Our SAN is made up of the following: 1 x PS6510X and 3 x
PS6010S units. All 10GbE, running on their own set of switches. We upgraded to
FW5.1.1-H1 about a month ago (just before H2 was released) and we had enabled
load balancing to allow unused SSD capacity to enhance our SUMO.
IOMeter Setting:
8K request size
Single worker
100% Read
100% Random
1 outstanding request (To make sure it wasn’t going to
affect the rest of the SAN)
10GB test file (To make sure it wasn’t cached)
LUN on the SUMO (to begin with…)
Initially, we were seeing reasonably consistent
performance and also managed to get one some of those spikes to appear.
Avg latency - 8ms
Avg IOPS – 180
I then left this running overnight to see if the issue
became more obvious over time.
In the morning, it looked like this:
Avg latency - <1ms
Avg IOPS - 1K+
What had happened is that APLB had kicked in and over
time realised that some blocks in this LUN were doing more work than some
others that had been migrated to SDD member, and then proceeded to move these
over.
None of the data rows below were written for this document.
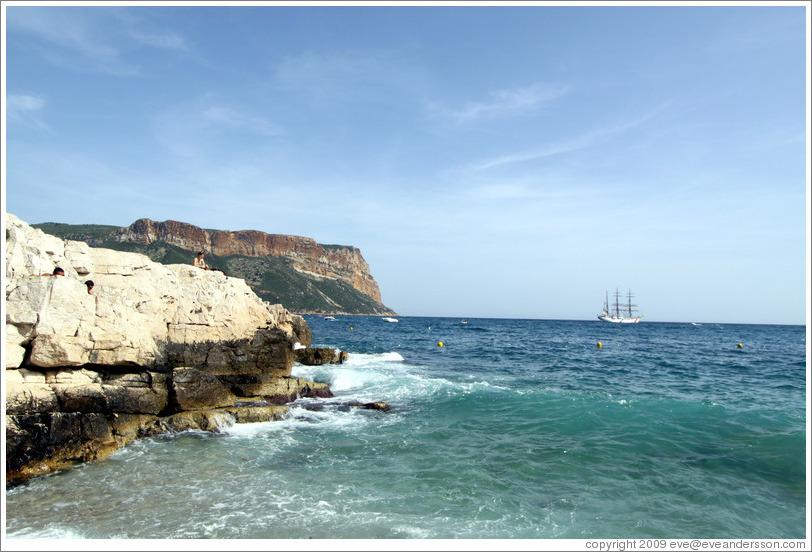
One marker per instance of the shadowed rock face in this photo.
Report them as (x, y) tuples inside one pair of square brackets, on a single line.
[(155, 349), (340, 262)]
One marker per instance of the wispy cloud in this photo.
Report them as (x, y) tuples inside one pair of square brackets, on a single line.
[(89, 39), (350, 76), (240, 120), (506, 102), (196, 127), (26, 110), (576, 143)]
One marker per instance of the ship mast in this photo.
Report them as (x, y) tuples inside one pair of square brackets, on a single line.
[(629, 297)]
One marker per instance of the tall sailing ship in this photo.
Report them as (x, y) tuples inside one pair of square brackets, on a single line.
[(620, 313)]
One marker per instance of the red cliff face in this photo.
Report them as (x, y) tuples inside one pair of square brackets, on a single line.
[(339, 262)]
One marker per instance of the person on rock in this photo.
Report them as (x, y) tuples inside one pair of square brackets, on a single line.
[(199, 262)]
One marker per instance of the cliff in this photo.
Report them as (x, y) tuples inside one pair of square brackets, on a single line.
[(297, 272), (155, 348)]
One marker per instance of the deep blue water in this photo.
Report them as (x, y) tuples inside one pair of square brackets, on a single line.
[(512, 429)]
By morning, the entire 10GB LUN had been moved and was running an order
of magnitude faster than it was the day before.
You may be wondering why there were only 1K IOPS when
this was sitting on SSD, but remember that I only had a single request
outstanding, and therefore was more than likely being throttled by the network
latency rather than the SSD storage itself.
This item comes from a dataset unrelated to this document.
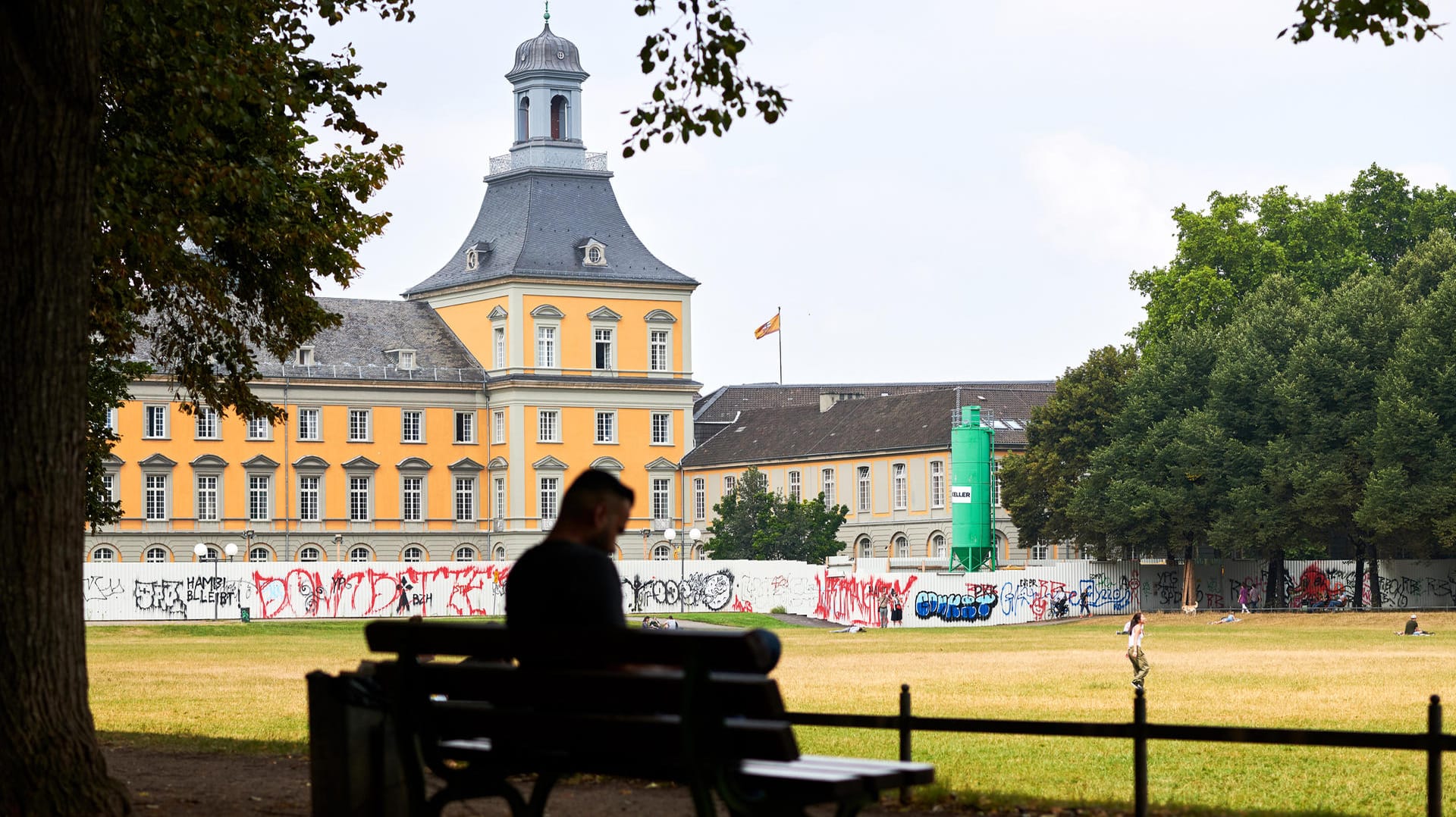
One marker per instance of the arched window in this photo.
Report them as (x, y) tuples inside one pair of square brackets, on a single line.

To be fair, EQL SSD units are not the fastest – in fact I
would go as far as to say that they are one of the slowest rackmount 10GbE SSD
implementations out there. However, they are faster than any configuration of
HDD’s you could fit into the same form factor, and we purchased them on the
basis that they were good enough for what we wanted to do with them at the
time.
So in conclusion:
·
Equallogic Load balancing across SAN members
works, and does so especially well on consistent loads (The jury is still out
on volatile workloads)
·
Mixing SSD and HDD models can have large
benefits, if particular if there is a subset of data that you want to
accelerate of a large LUN, but don’t want to put the whole LUN on SSD.
·
The load balancing happens automatically – you
just turn it on for the group and it will do the rest. This is both a positive
and a negative – it works but you lose control of the placement of the data.
You can use volume pinning to fix a volume to a member, but that’s another story
…
·
Load balancing is not instant – it will take
time to kick in. It appears to me that capacity balancing kicks in first, and
then performance load balancing kicks in afterwards.